[lit-ideas] Re: knowledge and belief briefly

  • From: "Richard Henninge" <RichardHenninge@xxxxxxxxxxx>
  • To: <lit-ideas@xxxxxxxxxxxxx>
  • Date: Thu, 26 Dec 2013 03:22:45 +0100

Let's get this straight: Newtonian physics (Np) is "[f]alse. False. 
False-false-false. False as false can be," according to Donal.

Then consider this: of recent memory, Chinese physicists managed to launch a 
rocket from the surface of the earth carrying as payload, among other things, a 
lunar rover-type vehicle, cameras and various other pieces of scientific 
equipment, and managed to land that payload in operating condition on the 
surface of the moon. Wittgenstein famously said in the first proposition of the 
Tractatus Logico-philosophicus that "[t]he world is everything that is the 
case." As a thought experiment, imagine everything that had to be the case from 
an hour before blast-off to an hour after the landing. Picture it to yourself 
as a sort of three-dimensional cartoon along the actual timeline of the days on 
which the actual events occurred. Imagine that every piece of equipment could 
be modeled to be as close to functionally identical to the equipment that was 
actually used. Or, what is practically-speaking the same thing, simply imagine 
the actual equipment that was actually used.

Now, the physics that was used to do all that or that would have to be used to 
repeat it, is, I suggest, consistent with or identical with what Donal labels 
as that "false-false-false" Newtonian physics. Np is not only "partially true, 
or true under certain conditions"; there are only extremely limited 
circumstances in which it doesn't "hold" (I would prefer to say) 
apparently--subatomically, i.e. below the order of magnitude of the atom and in 
relation to objects in motion at or approaching the speed of light. I doubt if 
any of the scientists on the project or involved in a future similar endeavor 
to the moon or Mars is even, nor need be, conversant with Eddington's results 
or relativity theory or quantum physics. Proof enough of this would be to see 
whether any correction reflecting twentieth-century physical "discoveries" is 
reflected in the computer programs used to carry out such a feat. 

Wittgenstein, the "Austrian engineer," worked on kites and a newly invented 
jet-propulsion engine.
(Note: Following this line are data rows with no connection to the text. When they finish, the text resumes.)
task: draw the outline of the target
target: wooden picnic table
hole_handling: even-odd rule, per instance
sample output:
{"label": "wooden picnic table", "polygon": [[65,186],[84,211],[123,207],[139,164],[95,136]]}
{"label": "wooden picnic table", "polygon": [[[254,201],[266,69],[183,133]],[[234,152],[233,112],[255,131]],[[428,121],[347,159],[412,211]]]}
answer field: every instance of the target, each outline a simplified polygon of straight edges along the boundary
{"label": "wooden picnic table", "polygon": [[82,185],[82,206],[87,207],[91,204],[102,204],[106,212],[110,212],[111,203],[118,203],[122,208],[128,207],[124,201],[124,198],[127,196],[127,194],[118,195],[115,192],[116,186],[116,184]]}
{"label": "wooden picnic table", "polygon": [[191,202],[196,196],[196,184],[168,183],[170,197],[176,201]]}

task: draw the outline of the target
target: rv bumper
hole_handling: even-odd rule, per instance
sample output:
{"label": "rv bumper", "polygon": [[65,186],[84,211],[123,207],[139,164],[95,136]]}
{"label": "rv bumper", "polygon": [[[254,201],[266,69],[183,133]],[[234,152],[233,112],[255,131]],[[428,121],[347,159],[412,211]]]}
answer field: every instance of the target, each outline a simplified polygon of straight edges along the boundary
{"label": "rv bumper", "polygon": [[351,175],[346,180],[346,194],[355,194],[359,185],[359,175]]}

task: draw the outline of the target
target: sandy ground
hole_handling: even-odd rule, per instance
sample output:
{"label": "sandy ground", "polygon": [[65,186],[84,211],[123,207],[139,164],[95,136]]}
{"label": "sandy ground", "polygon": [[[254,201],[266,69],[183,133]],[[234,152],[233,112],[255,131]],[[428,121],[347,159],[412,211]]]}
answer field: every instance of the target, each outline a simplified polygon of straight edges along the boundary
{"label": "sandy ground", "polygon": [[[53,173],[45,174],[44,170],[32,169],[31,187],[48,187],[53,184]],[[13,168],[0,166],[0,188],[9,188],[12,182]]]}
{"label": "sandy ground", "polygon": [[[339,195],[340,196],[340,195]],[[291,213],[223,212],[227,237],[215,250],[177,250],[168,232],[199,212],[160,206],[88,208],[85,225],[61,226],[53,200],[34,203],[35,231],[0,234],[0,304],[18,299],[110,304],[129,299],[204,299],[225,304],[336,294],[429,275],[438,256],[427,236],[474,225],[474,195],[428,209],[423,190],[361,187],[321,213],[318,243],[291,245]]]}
All he needed to explain that was Newtonian physics. 
There comes a point at which one realizes that, analogous to the world inside 
the atom, the "revolutionary impact on philosophy [of, say, Eddington's 
findings] via Popper's philosophy of science and theory of knowledge," is truly 
a "tempest in a (tiny, tiny) teacup" of practically irrelevant, wrong-headed 
philosophizing of the worst stripe, perhaps in particular in the philosophy of 
science and theory of knowledge, well worthy of Wittgenstein's Golden Poker 
Award.

Richard Henninge
University of Mainz

 

  So one experimental result that is incompatible with Newtonian physics (where 
that physics makes claims that hold throughout the whole physical universe), is 
enough to show Np is false – not merely “partially false” and not merely so we 
can claim Np is nevertheless “at least partially true, or true under certain 
conditions”. False. False. False-false-false. False as false can be.

  This is why Eddington’s experiments were so important. There was more at 
stake than merely showing that Newton’s physics was now only “partially true, 
or true under certain conditions”. What Eddington’s results appeared to show 
was that the Newtonian physics under test was false. That meant that physics 
was false even in the myriad cases where it was proven consistent with the 
experimental outcome. 



  Now that is something with potentially revolutionary impact on the direction 
of scientific theorising, testing and research. It also had a revolutionary 
impact on philosophy via Popper's philosophy of science and theory of knowledge.